CASH FLOWS FROM OPERATIONS - Net cash used in operating activities
of $512,180 in the three months ended September 30, 1999 was
primarily due to a net loss of $1,189,570, offset partially by
changes in operating assets and liabilities, principally accounts
payable and accrued expenses of $201,240, accrued payroll and
related taxes of $138,013 and deferred income of $3,508, offset
partially by accounts receivable of $54,074; the fair market value
of stock issued for services of $336,000; the fair market value of
options granted to employees for compensation of $12,624; and
depreciation expense of $40,079.
CASH FLOWS FROM INVESTING - Net cash used in investing activities of
$180,110 in the three months ended September 30, 1999 funded
deposits of $180,110.
CASH FLOWS FROM FINANCING - Net cash provided by financing
activities of $710,697 in the three months ended September 30, 1999
was primarily due to the proceeds from sales of the Company's common
stock of $626,830, net of offering costs of $60,170 and borrowings
of short term debt of $98,500, offset primarily by repayments on
capitalized lease obligations of $14,633.
SHORT-TERM FINANCING - As of June 30, 1999, the Company had raised
approximately $108,450, net of offering costs of $14,550, through the
sale of 123,000 shares of its common stock.
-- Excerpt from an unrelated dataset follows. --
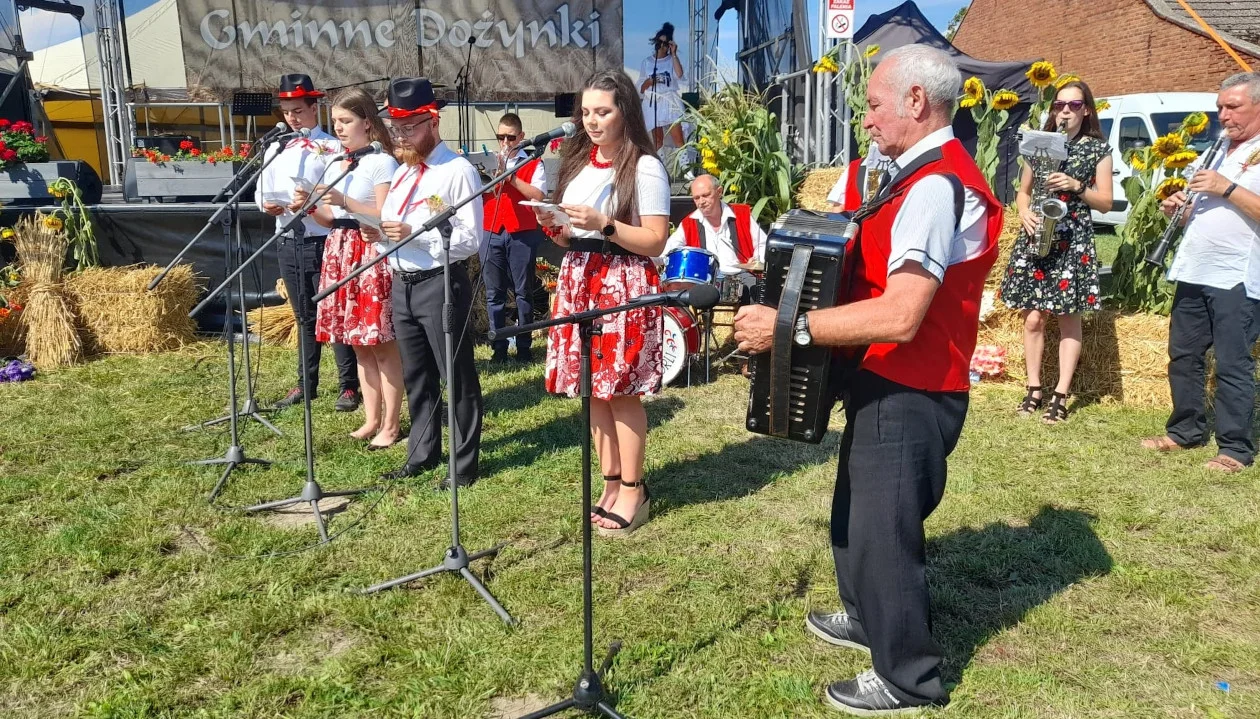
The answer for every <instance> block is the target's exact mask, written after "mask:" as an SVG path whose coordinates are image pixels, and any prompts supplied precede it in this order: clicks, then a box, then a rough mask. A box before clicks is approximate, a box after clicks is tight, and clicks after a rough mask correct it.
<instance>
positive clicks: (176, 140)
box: [136, 135, 202, 155]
During the three months
ended September 30, 1999, the Company has sold an aggregate of
687,000 shares of its "restricted" common stock at $1.00 per share
pursuant to an ongoing private placement offering ("Private
Offering") of 2,000,000 shares of the Company's common stock,
resulting in net proceeds to the Company of approximately $626,830,
net of offering costs of $60,170.
In connection with the Company's ongoing Private Offering, the
Company entered into a revised Investment Banking Agreement with
Transglobal Capital Corporation ("TCC"), a licensed NASD broker on
August 1, 1999. As part of this Agreement, TCC agreed to provide
the Company with consulting services and to assist the Company in
raising capital. In return, the Company agreed to compensate TCC
with a 13% commission on gross proceeds received in connection with
the July 20, 1999 private offering. In addition, the Company agreed
to issue TCC options to purchase up to 200,000 shares of the
Company's Common Stock at an exercise price of $1.10 per share based
upon 10% of the total proceeds raised by TCC. As of September 30,
1999, no options have been granted.
The Company has borrowed $73,500 from its President and CEO. These
borrowings ("Borrowings") were for use as working capital. The
Company does not expect to borrow any additional funds beyond the
total amount currently borrowed from the President and CEO. Under
the terms of the Borrowings, the Company will be required to repay
the principal of $73,500 within one year with 10% interest. The
Borrowings are not secured.
On July 6, 1999, the Company entered into a short term note (the
"Note") with an unrelated individual for the amount of $50,000 for
use as working capital. Under the terms of the note, the Company
will be required to repay the principal balance of $50,000 within 30
days plus interest at 10%. The Note is secured by the Company's
receivable. The Company is in the process of renegotiating the
repayment of the Note.
The funds from the sale of the Company's common stock as described
above will be used to fund the Company's ongoing operations. The Company
does not currently have sufficient capital to fund the acquisition of the
Company's VoIP network, and will need to raise such funds either
through the additional sale of its Common Stock or through debt
financing (Please refer to the General Overview, Long-Term
Financing, and Capital Expenditure - VoIP Network section of this
document for further information). No assurances can be given,
however, that the Company will be able to complete the Private
Offering or raise the capital necessary to complete the acquisition
of its VoIP network. The failure to complete the Private Offering
or to obtain the necessary capital for its VoIP network will have a
material adverse effect on the Company's results of operations.
<PAGE>
LONG-TERM FINANCING - On April 30, 1999, the Company entered into a
financing agreement (the "Financing Agreement") with Ascend
Communications, Inc. ("Ascend") for $26 million in equipment
financing, specifically for the purchase of the Company' s VoIP
network. Upon delivery of the equipment, which has yet to occur,
the terms of the financing will include thirty-three (33) monthly
payments of $942,760 and a five-year warrant for Ascend to purchase
315,151 shares of the Company's "restricted" Common Stock at an
exercise price of $8.25 per share. The warrants include provisions
for anti-dilution protection, net exercise and registration rights.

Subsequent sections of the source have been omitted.